Article 129Requirement to maintain a capital conservation buffer
1.Member States shall require institutions to maintain in addition to the Common Equity Tier 1 capital maintained to meet the own funds requirement imposed by Article 92 of Regulation (EU) No 575/2013, a capital conservation buffer of Common Equity Tier 1 capital equal to 2,5 % of their total risk exposure amount calculated in accordance with Article 92(3) of that Regulation on an individual and consolidated basis, as applicable in accordance with Part One, Title II of that Regulation.
2.By way of derogation from paragraph 1, a Member State may exempt small and medium-sized investment firms from the requirements set out in that paragraph if such an exemption does not threaten the stability of the financial system of that Member State.
The decision on the application of such an exemption shall be fully reasoned, shall include an explanation as to why the exemption does not threaten the stability of the financial system of the Member State and shall contain the exact definition of the small and medium-sized investment firms which are exempt.
Member States which decide to apply such an exemption shall notify the Commission, the ESRB, EBA and the competent authorities of the Member States concerned accordingly.
3.For the purpose of paragraph 2, the Member State shall designate the authority in charge of the application of this Article.

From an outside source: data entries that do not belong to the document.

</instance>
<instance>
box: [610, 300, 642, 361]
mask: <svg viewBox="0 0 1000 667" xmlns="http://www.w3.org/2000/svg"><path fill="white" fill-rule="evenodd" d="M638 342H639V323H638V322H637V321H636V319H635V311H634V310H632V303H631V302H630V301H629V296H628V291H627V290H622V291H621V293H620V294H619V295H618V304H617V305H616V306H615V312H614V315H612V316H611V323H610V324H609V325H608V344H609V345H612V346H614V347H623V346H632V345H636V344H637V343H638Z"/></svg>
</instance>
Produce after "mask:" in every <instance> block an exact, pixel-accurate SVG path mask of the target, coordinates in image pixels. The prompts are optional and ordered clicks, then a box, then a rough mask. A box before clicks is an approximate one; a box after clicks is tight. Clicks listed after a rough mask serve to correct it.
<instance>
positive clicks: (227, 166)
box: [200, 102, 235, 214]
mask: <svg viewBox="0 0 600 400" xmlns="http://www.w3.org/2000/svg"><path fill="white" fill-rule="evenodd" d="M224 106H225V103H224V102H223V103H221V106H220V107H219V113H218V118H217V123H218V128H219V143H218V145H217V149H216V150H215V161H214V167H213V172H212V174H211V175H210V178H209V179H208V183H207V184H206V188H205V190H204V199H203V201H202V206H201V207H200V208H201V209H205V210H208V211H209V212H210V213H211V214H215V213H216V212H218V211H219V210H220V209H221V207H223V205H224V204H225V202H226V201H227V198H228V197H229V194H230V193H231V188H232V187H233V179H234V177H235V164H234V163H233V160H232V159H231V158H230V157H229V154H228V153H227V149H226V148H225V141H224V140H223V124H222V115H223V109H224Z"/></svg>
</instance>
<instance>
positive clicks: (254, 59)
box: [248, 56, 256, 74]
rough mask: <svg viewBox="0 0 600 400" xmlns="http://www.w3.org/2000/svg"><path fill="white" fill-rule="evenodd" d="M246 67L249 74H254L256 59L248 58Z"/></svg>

That authority shall be the competent authority or the designated authority.
4.For the purpose of paragraph 2, investment firms shall be categorised as small or medium-sized in accordance with Commission Recommendation 2003/361/EC of 6 May 2003 concerning the definition of micro, small and medium-sized enterprises().
5.Institutions shall not use Common Equity Tier 1 capital that is maintained to meet the requirement under paragraph 1 of this Article to meet any requirements imposed under Article 104.
6.Where an institution fails to meet fully the requirement under paragraph 1 of this Article, it shall be subject to the restrictions on distributions set out in Article 141(2) and (3).